The tide was rising in the estuary; sleeping waders crowded the saltings; plover were restless.  I expected the hawk to drop from the sky, but he came low from inland. He was a skimming black crescent, cutting across the saltings, sending up a cloud of dunlin dense as a swarm of bees. He drove up between them, black shark in shoals of silver fish, threshing and plunging.  With a sudden stab down he was clear of the swirl and was chasing a solitary dunlin up into the sky.  The dunlin seemed to come slowly back to the hawk.  It passed into his dark outline, and did not re-appear.  There was no brutality, no violence. The hawk’s foot reached out, and gripped, and squeezed, and quenched the dunlin’s heart as effortlessly as a man’s finger extinguishing an insect.  Languidly, easily, the hawk glided down to an elm on the island to plume and eat his prey.

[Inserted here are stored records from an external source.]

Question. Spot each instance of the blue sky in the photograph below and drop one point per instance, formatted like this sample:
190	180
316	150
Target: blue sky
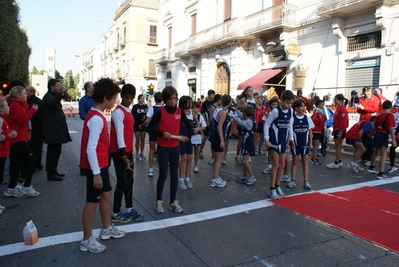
70	26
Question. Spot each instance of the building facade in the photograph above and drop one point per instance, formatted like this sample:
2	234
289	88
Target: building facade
330	46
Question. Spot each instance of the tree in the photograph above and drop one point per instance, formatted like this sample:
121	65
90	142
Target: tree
14	48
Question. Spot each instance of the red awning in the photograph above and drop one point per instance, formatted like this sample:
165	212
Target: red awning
261	77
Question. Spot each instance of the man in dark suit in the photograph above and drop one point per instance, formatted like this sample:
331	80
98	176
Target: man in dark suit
55	128
36	140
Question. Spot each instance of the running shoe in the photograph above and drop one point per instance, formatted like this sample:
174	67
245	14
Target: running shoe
175	207
285	178
391	169
218	182
188	182
135	215
291	184
306	185
30	191
272	194
92	245
121	217
12	192
158	206
353	167
238	160
315	161
279	192
182	184
383	176
250	180
241	180
151	172
332	165
372	170
111	232
267	170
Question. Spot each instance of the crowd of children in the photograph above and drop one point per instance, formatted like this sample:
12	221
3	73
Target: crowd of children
178	132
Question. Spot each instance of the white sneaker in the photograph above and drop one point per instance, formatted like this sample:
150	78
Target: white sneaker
279	192
29	191
188	182
92	245
272	194
332	165
238	160
218	182
182	185
151	172
267	170
285	178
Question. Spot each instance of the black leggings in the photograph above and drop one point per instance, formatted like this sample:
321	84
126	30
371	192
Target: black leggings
172	156
21	154
392	155
124	185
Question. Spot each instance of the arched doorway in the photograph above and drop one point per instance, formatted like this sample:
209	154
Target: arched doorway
222	80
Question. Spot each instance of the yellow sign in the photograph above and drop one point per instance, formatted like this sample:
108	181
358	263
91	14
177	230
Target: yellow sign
293	49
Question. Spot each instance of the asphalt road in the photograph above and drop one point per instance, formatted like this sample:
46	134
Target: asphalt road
231	226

J. A. Baker, The Peregrine

11 thoughts on “Peregrine Tuesday

  1. I always want to see raptors stoop, but naturally it’s an elusive sight, especially when one lives in a city. But I finally did get to see one last year: an osprey on Lake Washington. It got a fish.

  2. OK, OK. The Peregrine is on my next Amazon order. Who can resist those excerpts?

    I am slightly handicapped without audio at work, but those videos are interesting nonetheless. Is that 150mph+ figure for a “normal” altitude stoop, say, off the 27th floor of UH?

  3. Fantastic footage. I regularly see Peregrines (I live on the North Cornwall coast) and occasionally see them stooping on prey, but I don’t get views like that. My most memorable Peregrine kill was when I saw one take a passing Leach’s petrel at sea. The petrel was totally oblivious of the whole event and no doubt didn’t feel a thing.
    J.A Bakers book is a great read as long as you realise that, in places, he has used artistic licence.

  4. The talon ID is difficult. I’d guess the two on the right are owls: D maybe a great grey owl, and E maybe a barn owl.

    Owls can swivel a talon around to go for either the 3:1 grip (like most raptors) or else a 2:2 opposing grip.

    I’m guessing B is a rough-legged hawk or a ferrugious hawk.

    Is A another buteo? Like a redtail?
    (Just guessing, really)

  5. A is like C lightly built, so prey is probably birds or small surface mammals. Falcon/goshawk?

    B obviously hunts bigger prey, maybe larger ground prey (Do you need that kind of grip for killing/carrying birds?)

    D: some kind of owl.

    E: I see fish-hooks! Sea eagle?

    1. Here’s the key (from a PLoS paper on raptor feet):

      A) Accipitridae: goshawk, Accipiter gentilis, MOR OST-1276; (B), Accipitridae: red-tailed hawk, Buteo jamaicensis MOR OST-1275; (C) Falconidae: peregrine falcon, Falco peregrinus, MOR OST-1265; (D) Strigiformes: great grey owl, Strix nebulosa, MOR OST-1284; (E) Pandionidae: osprey, Pandion haliaetus, MOR OST-1268.

      Good call on the fishing talons!